The Amazon was the perfect river with which to make his point. From the headwaters of its most distant tributary in the Andes Mountains of Peru, the Amazon and its countless branches collect more than 20 percent of the freshwater on earth and carry it to the Atlantic, 4,000 miles east. From the Amazon’s 200-mile-wide mouth, the muddy plume of the river is visible from space, penetrating 300 miles into the ocean and filling the sea to a depth of 6,000 feet. During the dry season, 100,000 square miles in the river basin are covered with water; during the wet season, 300,000 square miles are submerged. More than a third of the planet’s trees form the rain forest of the Amazon basin, which has the most diverse ecosystem of plants and animals on earth. More kinds of fish live in the Amazon than in the entire Atlantic Ocean. Until the middle of the twentieth century, the human population was limited to a few thousand widely separated bands living apart from one another and the rest of the world. In just fifty years, however, timber harvesting, large-scale agribusiness, and the resulting urban migration had thrown the once perfectly tuned ecosystem off kilter. No one other than scientists, a few hardy tourists, and the people of the Amazon themselves knew what was happening to the Brazilian rain forest.

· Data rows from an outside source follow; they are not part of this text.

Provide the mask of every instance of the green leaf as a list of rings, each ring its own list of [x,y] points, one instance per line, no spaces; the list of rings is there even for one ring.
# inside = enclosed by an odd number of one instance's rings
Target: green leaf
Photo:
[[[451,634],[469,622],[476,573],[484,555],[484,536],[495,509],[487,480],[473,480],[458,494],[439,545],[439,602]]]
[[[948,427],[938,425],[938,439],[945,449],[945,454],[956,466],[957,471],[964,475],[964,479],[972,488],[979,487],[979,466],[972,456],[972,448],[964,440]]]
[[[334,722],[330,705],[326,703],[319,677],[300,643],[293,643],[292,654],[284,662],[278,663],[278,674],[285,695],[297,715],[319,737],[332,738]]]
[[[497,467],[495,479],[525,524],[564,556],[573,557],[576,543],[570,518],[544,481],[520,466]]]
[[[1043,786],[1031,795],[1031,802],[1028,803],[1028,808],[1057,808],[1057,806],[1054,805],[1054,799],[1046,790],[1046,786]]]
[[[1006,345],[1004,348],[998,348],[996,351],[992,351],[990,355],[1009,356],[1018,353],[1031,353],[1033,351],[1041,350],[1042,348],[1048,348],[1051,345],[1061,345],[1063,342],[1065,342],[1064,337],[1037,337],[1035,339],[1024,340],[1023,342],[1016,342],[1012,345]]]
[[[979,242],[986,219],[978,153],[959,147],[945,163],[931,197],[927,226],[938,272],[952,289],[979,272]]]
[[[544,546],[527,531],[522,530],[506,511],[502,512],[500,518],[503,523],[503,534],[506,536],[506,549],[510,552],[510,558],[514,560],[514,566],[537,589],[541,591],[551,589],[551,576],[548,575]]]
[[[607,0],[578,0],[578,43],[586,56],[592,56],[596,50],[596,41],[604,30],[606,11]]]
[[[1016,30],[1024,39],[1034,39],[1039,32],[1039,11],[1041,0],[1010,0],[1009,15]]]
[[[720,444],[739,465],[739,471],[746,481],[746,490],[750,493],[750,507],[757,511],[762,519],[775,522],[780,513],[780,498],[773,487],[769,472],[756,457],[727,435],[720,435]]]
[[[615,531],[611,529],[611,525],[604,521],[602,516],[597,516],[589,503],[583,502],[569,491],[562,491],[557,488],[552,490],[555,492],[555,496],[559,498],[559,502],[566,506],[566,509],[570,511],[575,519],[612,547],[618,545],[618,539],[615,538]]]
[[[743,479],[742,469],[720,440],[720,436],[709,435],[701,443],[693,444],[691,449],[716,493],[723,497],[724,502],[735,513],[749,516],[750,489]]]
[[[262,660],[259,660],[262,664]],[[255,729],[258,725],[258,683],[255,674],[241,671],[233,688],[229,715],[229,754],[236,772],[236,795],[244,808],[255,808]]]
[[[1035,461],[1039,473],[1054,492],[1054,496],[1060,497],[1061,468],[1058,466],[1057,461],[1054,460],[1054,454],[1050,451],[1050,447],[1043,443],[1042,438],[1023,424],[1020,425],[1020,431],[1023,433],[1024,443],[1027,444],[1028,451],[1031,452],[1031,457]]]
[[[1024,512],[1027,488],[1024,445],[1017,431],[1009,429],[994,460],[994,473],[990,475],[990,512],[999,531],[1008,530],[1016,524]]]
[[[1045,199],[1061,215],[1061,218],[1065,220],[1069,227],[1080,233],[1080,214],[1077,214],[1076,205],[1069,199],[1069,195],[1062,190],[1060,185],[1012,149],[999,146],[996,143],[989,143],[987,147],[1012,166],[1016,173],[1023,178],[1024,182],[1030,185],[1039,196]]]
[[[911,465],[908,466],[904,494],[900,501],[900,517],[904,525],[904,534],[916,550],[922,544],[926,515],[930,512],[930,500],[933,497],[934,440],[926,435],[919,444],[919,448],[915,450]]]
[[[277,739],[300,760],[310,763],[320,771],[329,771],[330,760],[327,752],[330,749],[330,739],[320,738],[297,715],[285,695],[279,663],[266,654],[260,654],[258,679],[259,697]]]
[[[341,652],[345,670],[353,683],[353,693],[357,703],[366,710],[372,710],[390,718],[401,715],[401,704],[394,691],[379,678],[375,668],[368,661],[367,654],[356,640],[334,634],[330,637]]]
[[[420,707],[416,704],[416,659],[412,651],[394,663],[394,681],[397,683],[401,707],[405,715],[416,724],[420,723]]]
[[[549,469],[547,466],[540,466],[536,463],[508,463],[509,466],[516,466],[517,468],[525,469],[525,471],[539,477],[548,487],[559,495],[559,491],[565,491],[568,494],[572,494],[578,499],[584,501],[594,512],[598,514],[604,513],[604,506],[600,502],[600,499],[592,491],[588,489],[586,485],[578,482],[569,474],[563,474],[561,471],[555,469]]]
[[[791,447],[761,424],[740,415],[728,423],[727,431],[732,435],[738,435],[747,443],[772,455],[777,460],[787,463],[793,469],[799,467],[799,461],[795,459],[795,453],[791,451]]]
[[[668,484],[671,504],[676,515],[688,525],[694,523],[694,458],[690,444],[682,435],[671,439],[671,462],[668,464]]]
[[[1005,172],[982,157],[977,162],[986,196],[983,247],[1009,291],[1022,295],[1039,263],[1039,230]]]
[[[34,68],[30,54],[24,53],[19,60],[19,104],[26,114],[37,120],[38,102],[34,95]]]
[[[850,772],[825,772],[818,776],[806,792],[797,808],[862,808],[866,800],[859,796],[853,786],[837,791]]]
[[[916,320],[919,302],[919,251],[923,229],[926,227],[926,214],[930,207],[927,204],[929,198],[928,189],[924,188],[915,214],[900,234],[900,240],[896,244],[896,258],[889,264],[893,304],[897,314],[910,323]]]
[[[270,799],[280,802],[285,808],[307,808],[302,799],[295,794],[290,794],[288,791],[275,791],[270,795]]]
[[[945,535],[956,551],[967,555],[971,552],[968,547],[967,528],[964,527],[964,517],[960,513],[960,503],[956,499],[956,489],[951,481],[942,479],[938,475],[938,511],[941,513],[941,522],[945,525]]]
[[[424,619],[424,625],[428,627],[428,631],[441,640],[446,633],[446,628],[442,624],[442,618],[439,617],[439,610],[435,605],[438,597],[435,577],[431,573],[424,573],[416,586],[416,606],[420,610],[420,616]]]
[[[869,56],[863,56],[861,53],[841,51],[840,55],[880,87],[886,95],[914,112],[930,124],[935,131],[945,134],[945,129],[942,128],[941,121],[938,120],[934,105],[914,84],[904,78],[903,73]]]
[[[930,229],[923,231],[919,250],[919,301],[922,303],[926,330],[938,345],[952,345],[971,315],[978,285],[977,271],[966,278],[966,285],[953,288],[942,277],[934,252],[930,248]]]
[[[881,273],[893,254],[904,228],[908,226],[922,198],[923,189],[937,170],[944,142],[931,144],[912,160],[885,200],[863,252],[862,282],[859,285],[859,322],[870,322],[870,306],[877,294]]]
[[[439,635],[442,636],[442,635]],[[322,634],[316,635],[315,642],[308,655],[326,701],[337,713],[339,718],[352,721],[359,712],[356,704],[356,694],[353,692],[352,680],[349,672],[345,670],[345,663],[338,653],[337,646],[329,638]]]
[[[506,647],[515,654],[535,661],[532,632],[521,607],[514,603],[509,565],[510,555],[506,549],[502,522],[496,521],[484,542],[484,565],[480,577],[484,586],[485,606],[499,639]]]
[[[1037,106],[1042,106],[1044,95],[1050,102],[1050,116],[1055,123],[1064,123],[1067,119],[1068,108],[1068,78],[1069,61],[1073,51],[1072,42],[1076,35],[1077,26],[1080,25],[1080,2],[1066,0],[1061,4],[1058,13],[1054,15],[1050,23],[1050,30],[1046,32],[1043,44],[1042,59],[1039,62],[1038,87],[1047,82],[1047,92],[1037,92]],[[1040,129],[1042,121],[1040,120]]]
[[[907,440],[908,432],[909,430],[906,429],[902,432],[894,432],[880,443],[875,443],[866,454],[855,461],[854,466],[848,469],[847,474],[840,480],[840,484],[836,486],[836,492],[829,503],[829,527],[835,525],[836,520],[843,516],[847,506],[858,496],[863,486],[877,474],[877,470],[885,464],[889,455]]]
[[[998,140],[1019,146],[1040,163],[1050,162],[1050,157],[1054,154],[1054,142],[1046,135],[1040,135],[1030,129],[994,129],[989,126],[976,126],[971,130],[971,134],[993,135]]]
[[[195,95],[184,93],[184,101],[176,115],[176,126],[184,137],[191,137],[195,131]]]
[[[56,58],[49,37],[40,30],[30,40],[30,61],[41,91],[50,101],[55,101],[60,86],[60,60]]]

Cousteau’s expedition left Norfolk aboard
Calypso
, followed by a freighter headed for Lima and airliners bound for Quito, Ecuador, and Manaus, Brazil, which were the logistical centers supporting a half-dozen separate film crews. By the time the expedition returned to Norfolk a year and a half later, everyone had had enough of the Amazon. Falco had almost been stung to death by a swarm of bees. Jean-Michel, Anne-Marie, and ten others had gotten malaria. Cousteau had been severely bitten by fire ants on both arms, and they had been threatened by Colombian terrorists who believed that
Calypso
, equipped with a satellite dome and bristling with antennas, was a spy ship working for the CIA. But their film and videotape would produce seven of the finest hours of television to carry the Cousteau name and illuminate the plight of a river suffering under the burdens of a booming human population, ignorance, and abuse.